I would suggest that this discussion should lead to an RFC regardless of the outcome, if only to clarify what’s going on. Right now it seems to be the case that:
- It is not undefined behavior to hand safe code references to undefined bytes.
- However, it is undefined behavior for that safe code to read such bytes. We have no way, in a function signature, to distinguish arguments that will be written to from those that will be both read from and written to, nor to enforce such a distinction inside a safe function itself. Therefore we are in the awkward position where you can start with an initially correct program, then change only an implementation detail of a completely safe function, without changing the interface, without adding an
unsafe block (directly or through a call to a function with an unsafe block), and without changing the outputs, and still cause technically undefined behavior.
- It is undefined behavior to hand to safe code references to shared bytes, if those bytes may be defined or mutated by another thread at any moment, since this is a data race.

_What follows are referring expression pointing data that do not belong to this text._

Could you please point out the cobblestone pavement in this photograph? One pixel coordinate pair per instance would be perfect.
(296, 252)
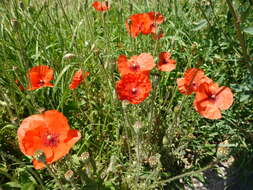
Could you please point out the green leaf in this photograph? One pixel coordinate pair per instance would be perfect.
(249, 30)
(12, 184)
(199, 25)
(28, 186)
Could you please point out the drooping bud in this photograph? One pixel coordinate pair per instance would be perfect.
(69, 175)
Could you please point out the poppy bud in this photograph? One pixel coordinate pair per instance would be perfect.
(69, 56)
(69, 175)
(152, 160)
(137, 126)
(85, 157)
(40, 156)
(15, 25)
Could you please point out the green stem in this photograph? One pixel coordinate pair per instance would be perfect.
(185, 174)
(55, 177)
(240, 36)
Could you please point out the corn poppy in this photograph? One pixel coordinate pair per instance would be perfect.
(136, 64)
(193, 78)
(165, 62)
(78, 77)
(48, 132)
(210, 99)
(101, 6)
(40, 76)
(145, 23)
(133, 87)
(20, 86)
(157, 36)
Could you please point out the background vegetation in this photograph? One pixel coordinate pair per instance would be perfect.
(161, 143)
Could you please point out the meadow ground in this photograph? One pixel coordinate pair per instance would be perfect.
(160, 143)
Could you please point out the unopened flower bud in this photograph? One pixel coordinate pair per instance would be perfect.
(68, 175)
(85, 157)
(69, 56)
(15, 25)
(40, 156)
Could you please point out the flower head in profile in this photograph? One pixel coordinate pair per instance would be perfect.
(101, 6)
(210, 99)
(133, 87)
(193, 78)
(136, 64)
(40, 76)
(78, 77)
(165, 62)
(48, 133)
(145, 23)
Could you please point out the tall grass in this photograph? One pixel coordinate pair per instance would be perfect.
(147, 146)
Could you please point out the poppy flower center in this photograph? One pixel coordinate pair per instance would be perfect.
(41, 82)
(134, 91)
(164, 62)
(51, 140)
(212, 96)
(135, 67)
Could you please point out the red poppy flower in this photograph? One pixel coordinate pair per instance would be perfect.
(136, 64)
(145, 23)
(157, 36)
(165, 63)
(101, 6)
(48, 132)
(133, 87)
(40, 76)
(78, 77)
(20, 86)
(211, 99)
(193, 78)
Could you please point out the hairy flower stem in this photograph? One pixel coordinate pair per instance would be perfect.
(55, 177)
(64, 14)
(240, 36)
(138, 156)
(186, 174)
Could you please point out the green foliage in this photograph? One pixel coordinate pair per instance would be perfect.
(173, 142)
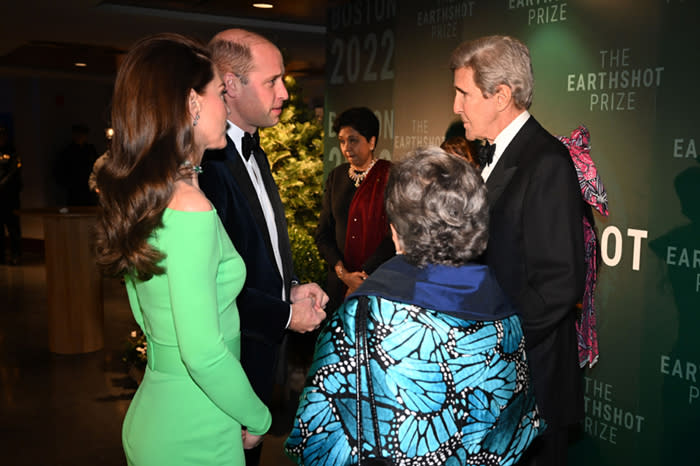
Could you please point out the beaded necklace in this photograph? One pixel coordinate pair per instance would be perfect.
(358, 176)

- It is undefined behavior to hand to safe code, or in any other way use, primitive types that may have invalid values (e.g. references that may be dangling), even in private fields. This by extension rules out passing uninitialized data of these types. Presumably, this rule is intended to apply to
&[T], and to guarantee that not only the reference but the length part of the fat pointer is valid.
- It is not explicitly disallowed to hand types with dangerously broken invariants to safe code. E.g. passing a
Vec with a correct pointer, but a wrong length and capacity. However, it is UB to actually use such objects in a way that causes problems, which should ultimately only happen in unsafe code. E.g. indexing into a vector implicitly calls a function that does pointer arithmetic in an unsafe block.
With that out of the way, my thought on the performance problem at hand.
If the desire is to a problem with any arbitrary read implementation, then we have to worry about things such as a read implementation calling broken FFI functions, which can report a wrong number of bytes written to the buffer you hand them. This is really insoluble unless you zero out the buffer. But I think that this is likely to be a waste of time, since one should really just accept that any broken unsafe code, including FFI calls, can allow any number of bad things to happen.
However, if you only want to guarantee that an entirely safe function does not read uninitialized data, then I think @carllerche and @reem are on the right track; we just need some way of representing a reference to write-only memory, without exposing that memory to safe code. In that case, something like the original RFC can be passed without a significant, unavoidable performance hit that drives people to use unsafe.
The only other question I can see is whether we can also guarantee that the safe code writes the number of bytes that it says it does, which is a little bit harder, and perhaps not strictly necessary, but also desirable as a safety guarantee. If I understand correctly, I think that it could be done with a variant on MutBuf where advance is also unsafe (preventing the “skipping” of any bytes in completely safe code), and assuming that the user (e.g. read_to_end) determines the number of bytes by using the remaining function, rather than assuming that some independent byte count (e.g. the return value of read) is correct. (It might be best to provide a consumed query function for MutBuf that exposes the internal pos in this case, to avoid unnecessary cruft code to subtract remaining from the total capacity.)
In this case, a completely safe read_to_mut_buf method (e.g. doing memory-to-memory copies of bytes) can use the safe interface. A read_to_mut_buf method that has an unsafe block (e.g. doing I/O through an OS or other FFI call) can use the unsafe functions, which will be faster anyway in some specific cases.
This does involve a change to the Read trait, which is unfortunate. That churn could be ameliorated for users (but not so much for implementers) of Read by keeping the current read with the byte slice argument as-is, except that it would now be considered UB to hand it an uninitialized slice. It would have a default implementation that uses the new method (read_to_mut_buf or whatever it will be called).